Middle Eastern courts will not usually enforce an English court's judgment as there is no agreement between the UK and most Middle Eastern countries for reciprocal enforcement of court judgments. It can be a painful lesson to find out that, when needed most, that carefully negotiated contract cannot be enforced easily against the franchisee in the country where it is trading/has assets.
It is surprising how often businesses fail to effectively nail down the contractual documents for franchise arrangements, with disastrous effects. Without proper targets and a variety of enforceable commercial levers for dealing with below-par performance - not just a blunt right to terminate - franchisors can find themselves with under-developed territories from which they are locked out. They can end up spending significant sums of money to reverse their position, or face having to sit out the remainder of a lengthy term with a failing partner.
Overseas countries usually have laws that will apply to the arrangement regardless of what the contract says. These could be franchise laws requiring local registration and/or specific advance disclosures to the franchisee; rules about how an agreement is executed; terms that are implied into a contract; and terms that would not be enforced by local courts.
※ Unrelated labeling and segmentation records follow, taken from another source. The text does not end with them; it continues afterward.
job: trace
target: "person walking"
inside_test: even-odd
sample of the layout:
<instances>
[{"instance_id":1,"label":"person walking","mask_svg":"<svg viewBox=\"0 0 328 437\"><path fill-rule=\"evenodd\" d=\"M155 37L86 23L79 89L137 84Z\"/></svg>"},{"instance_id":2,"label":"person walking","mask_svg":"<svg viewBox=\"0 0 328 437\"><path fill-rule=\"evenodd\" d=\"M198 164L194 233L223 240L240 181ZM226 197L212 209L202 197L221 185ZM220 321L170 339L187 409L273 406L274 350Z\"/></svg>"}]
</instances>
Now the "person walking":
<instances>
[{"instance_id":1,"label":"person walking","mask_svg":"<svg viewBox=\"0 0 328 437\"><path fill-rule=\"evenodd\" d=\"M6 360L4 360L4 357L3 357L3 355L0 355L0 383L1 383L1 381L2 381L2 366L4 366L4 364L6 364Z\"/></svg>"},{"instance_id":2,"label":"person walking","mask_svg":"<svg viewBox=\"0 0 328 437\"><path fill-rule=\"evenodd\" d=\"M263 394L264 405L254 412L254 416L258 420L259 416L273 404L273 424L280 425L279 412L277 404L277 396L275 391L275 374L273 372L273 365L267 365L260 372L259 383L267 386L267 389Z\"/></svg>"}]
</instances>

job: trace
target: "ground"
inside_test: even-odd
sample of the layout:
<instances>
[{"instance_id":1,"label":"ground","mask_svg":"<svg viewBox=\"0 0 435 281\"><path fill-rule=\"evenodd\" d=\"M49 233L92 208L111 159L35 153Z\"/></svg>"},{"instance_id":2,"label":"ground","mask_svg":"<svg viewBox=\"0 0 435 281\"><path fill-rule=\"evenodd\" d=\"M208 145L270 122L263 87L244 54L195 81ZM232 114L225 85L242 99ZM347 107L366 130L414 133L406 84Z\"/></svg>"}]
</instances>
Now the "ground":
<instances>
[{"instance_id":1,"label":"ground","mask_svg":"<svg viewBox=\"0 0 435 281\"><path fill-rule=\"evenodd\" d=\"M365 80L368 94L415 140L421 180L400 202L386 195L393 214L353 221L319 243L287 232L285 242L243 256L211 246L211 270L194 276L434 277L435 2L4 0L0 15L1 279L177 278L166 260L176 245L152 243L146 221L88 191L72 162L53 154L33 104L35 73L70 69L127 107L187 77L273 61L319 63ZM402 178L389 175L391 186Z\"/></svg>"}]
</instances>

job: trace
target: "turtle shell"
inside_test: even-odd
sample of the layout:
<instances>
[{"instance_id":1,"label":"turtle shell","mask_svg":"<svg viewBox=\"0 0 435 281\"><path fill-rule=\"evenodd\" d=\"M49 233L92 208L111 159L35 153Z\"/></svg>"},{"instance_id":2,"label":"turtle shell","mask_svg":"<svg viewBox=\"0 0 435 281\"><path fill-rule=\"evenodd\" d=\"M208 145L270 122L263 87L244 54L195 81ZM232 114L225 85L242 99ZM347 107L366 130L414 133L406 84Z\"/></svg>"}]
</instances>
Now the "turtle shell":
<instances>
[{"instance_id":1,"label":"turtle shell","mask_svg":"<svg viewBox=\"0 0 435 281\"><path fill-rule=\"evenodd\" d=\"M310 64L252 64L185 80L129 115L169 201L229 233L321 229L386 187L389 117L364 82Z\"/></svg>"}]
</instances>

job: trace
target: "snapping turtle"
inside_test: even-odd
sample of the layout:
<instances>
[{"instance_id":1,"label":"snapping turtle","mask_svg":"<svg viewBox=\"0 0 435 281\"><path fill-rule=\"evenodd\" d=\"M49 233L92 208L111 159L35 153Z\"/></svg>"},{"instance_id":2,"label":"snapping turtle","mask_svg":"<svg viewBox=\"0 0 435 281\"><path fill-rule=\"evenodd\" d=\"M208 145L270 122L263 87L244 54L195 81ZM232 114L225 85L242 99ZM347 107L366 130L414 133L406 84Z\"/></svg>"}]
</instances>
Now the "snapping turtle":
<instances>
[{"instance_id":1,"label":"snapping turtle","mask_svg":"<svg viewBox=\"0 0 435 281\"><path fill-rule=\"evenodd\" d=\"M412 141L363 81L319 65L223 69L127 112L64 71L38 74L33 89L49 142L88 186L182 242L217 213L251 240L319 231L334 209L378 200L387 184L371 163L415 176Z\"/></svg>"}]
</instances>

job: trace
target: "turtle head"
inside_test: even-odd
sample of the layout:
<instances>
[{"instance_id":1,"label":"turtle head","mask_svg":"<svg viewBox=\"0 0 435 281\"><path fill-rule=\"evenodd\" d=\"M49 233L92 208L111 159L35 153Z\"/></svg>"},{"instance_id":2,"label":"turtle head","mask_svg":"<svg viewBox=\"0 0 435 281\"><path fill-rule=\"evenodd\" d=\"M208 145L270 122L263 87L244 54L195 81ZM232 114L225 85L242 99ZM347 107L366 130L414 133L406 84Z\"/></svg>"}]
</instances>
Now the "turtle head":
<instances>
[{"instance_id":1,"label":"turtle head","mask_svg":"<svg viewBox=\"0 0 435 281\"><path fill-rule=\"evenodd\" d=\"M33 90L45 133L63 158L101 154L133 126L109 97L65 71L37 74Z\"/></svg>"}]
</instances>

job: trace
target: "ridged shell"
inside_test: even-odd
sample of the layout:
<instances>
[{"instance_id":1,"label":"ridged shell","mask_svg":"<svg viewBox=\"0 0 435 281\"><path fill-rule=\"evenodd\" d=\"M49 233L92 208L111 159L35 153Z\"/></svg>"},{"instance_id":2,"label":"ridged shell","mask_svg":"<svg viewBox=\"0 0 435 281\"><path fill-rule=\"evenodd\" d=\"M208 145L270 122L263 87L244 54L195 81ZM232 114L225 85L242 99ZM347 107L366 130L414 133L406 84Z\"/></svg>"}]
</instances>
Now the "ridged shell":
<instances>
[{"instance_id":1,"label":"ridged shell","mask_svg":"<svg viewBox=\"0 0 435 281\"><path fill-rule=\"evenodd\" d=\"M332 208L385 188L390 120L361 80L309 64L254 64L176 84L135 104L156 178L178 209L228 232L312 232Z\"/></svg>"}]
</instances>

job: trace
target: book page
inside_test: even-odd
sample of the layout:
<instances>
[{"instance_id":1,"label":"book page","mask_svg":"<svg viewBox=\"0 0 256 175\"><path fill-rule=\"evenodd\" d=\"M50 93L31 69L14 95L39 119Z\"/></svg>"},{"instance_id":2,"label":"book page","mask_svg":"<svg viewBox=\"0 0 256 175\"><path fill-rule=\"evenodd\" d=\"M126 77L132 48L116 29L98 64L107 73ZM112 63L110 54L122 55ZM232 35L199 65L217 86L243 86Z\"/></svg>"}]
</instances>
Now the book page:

Failure to get this right can give the franchisee a right to rescind the contract.
2.Will the franchisee register as a commercial agent?
In a number of Middle Eastern countries, including the UAE, Bahrain, Lebanon, Oman and Kuwait, local commercial laws will treat franchisees, as well as distributors, as commercial agents and afford those franchisees that become registered agents with protections, including:
- The ability to block the franchisor's attempts to terminate or refuse to renew unless it can prove there is a material reason justifying termination/non-renewal;
- A right to claim compensation/damages on termination;
- Being able to block anyone else importing products so long as it is still registered.
Careful structuring of these arrangements is crucial to avoid unwanted repercussions.
3.Is the business's IP protected?
Any business expanding into a new territory should ensure that it has protected its intellectual property rights in that territory, ideally years before entry, so that nobody else can block the expansion when the time is right.
At the least, before launching or supplying any products/services into a new territory, businesses should check that nobody else owns any IP rights in that territory that could be used to stop the import, marketing or sale of those products or services.